All the solutions I’m seeing are some third party service where I would have to upload my videos to them to get them transcribed.
Here’s one I’ve been playing with github.com/jhj0517/Whisper-WebUI
The small model of fast Whisper has been amazing for the 3 options it gives (files, YT, or recording), tho I have in mind the limitations and I’ve only used it with somewhat clear audio.

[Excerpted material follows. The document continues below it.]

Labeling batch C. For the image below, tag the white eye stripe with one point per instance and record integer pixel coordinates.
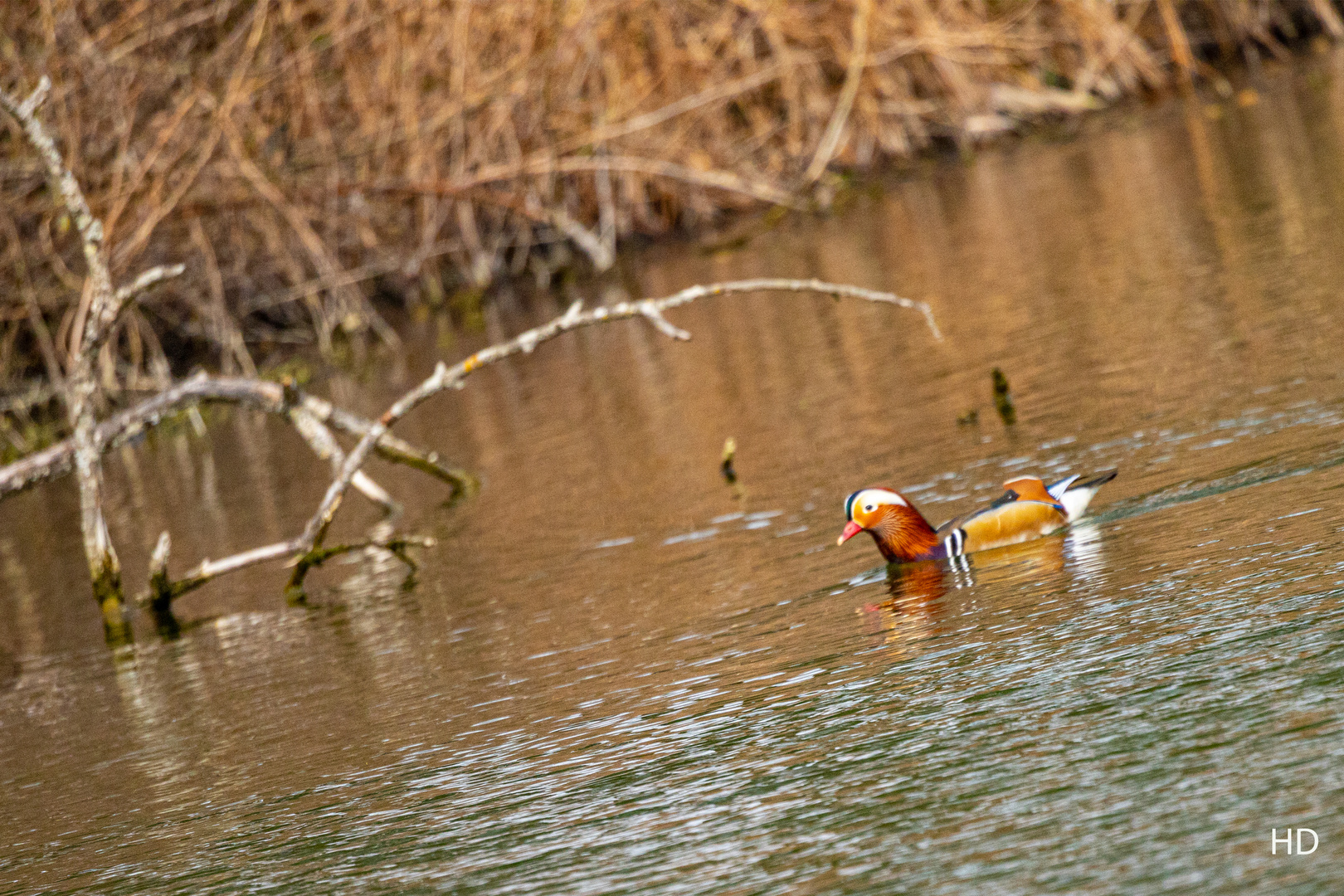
(871, 499)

Research8165@kbin.social 1 year ago
Maybe Whishper would be suitable?
princessnorah@lemmy.blahaj.zone 1 year ago
Okay yeah, I spun up a docker instance and this is cool as fuck. It seems to be exactly what OP is looking for. This is cool enough to be a post on its own tbh. It would be perfect in a ytdl workflow, as you can do the transcription by linking a video. I’ve been holding off on adding youtube to my Jellyfin setup for just this sort of tool. I hope the add the GPU accelerated faster-whisper models soon.
Research8165@kbin.social 1 year ago
Luckily I still had the project in my history! Glad it was useful.
nieceandtows@programming.dev 1 year ago
That looks perfect! Thank you!
princessnorah@lemmy.blahaj.zone 1 year ago
Oh that looks really cool, thank you for the link.